CFL and CFL Players’ Association reach tentative collective bargaining agreement

A football with the CFL logo. (Canadian Press Photo)

TORONTO — The second strike in CFL history is over.

The CFL and the CFL Players’ Association reached a tentative collective bargaining agreement Wednesday night, the league said.

Sources told the Canadian Press that it is a seven-year deal and spoke on the condition of anonymity as neither side immediately offered confirmation.

The contract must still be ratified by both the CFL board of governors as well as the CFLPA membership but the expectation is players will report to their teams Thursday and go through an opening-day walkthrough.

A source said one team, the Hamilton Tiger-Cats, is scheduled to have a players’ meeting later Wednesday night.

The other source said the opening exhibition game Monday between the Winnipeg Blue Bombers and Saskatchewan Roughriders will go ahead as scheduled as a result of the tentative deal.

The agreement comes four days after players with seven of the league’s nine teams opted against the start of training camp hours after the previous agreement expired.

Talks between the league and union broke off Saturday.

The previous deal, originally signed in 2019 and amended for a shortened ’21 campaign, expired at midnight ET on Saturday, putting the players on the seven squads in a legal strike position at 12:01 a.m. ET on Sunday.
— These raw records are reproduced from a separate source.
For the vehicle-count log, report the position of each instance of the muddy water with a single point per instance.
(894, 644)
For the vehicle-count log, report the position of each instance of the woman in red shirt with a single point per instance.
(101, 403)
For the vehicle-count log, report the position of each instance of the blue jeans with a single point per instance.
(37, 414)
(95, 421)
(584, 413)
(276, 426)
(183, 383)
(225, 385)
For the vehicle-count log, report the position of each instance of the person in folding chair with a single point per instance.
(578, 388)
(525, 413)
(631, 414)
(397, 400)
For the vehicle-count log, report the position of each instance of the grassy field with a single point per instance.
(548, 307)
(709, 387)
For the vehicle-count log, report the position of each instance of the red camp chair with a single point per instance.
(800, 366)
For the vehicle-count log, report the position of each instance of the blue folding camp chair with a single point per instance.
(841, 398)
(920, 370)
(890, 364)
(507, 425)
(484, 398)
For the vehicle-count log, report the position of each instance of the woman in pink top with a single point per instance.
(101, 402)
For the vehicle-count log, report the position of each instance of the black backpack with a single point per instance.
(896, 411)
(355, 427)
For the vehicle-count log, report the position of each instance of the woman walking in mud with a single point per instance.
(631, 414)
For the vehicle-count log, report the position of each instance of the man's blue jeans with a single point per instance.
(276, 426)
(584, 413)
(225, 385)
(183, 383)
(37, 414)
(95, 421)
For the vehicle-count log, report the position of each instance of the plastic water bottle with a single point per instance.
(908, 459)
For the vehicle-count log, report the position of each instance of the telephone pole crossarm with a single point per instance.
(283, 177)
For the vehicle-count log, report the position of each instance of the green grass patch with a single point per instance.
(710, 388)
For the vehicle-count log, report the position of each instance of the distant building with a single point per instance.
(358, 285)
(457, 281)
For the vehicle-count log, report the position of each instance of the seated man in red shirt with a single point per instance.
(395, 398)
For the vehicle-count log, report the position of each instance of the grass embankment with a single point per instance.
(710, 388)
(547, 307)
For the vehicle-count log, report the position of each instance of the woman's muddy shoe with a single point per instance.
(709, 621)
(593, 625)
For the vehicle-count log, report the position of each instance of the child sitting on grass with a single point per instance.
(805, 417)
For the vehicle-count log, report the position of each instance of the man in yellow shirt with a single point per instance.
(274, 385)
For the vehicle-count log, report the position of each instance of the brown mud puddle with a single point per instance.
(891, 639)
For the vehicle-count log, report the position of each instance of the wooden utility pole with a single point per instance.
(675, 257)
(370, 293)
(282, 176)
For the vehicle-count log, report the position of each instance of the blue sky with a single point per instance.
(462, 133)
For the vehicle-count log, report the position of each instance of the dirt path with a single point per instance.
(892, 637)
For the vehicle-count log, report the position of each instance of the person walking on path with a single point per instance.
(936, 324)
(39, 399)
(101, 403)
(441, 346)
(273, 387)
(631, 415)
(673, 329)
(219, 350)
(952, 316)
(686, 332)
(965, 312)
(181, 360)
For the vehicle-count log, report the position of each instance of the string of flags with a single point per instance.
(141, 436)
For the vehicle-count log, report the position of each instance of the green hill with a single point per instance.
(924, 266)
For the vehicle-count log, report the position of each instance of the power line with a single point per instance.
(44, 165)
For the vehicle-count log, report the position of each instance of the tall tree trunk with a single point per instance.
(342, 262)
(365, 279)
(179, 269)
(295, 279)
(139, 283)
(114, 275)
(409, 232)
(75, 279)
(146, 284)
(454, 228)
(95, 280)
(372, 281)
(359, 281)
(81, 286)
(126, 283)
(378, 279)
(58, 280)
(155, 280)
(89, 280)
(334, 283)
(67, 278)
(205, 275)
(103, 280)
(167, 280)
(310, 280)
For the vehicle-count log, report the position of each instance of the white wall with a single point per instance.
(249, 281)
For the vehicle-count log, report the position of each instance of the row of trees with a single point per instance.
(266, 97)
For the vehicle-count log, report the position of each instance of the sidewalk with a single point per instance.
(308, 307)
Players with the Edmonton Elks and Calgary Stampeders both reported to camp because they weren’t in a legal strike position, according to provincial labour laws.

But the tentative agreement comes just before the Elks and Stampeders players would’ve been in a legal strike position. On Wednesday, the CFL confirmed the players in Alberta would’ve been eligible to walk off the job at 2:25 p.m. ET on Thursday.

CFL players have gone on strike once, in 1974, but the situation was settled before the start of the regular season.

The regular season kicks off June 9 with the Montreal Alouettes in Calgary to face the Stampeders.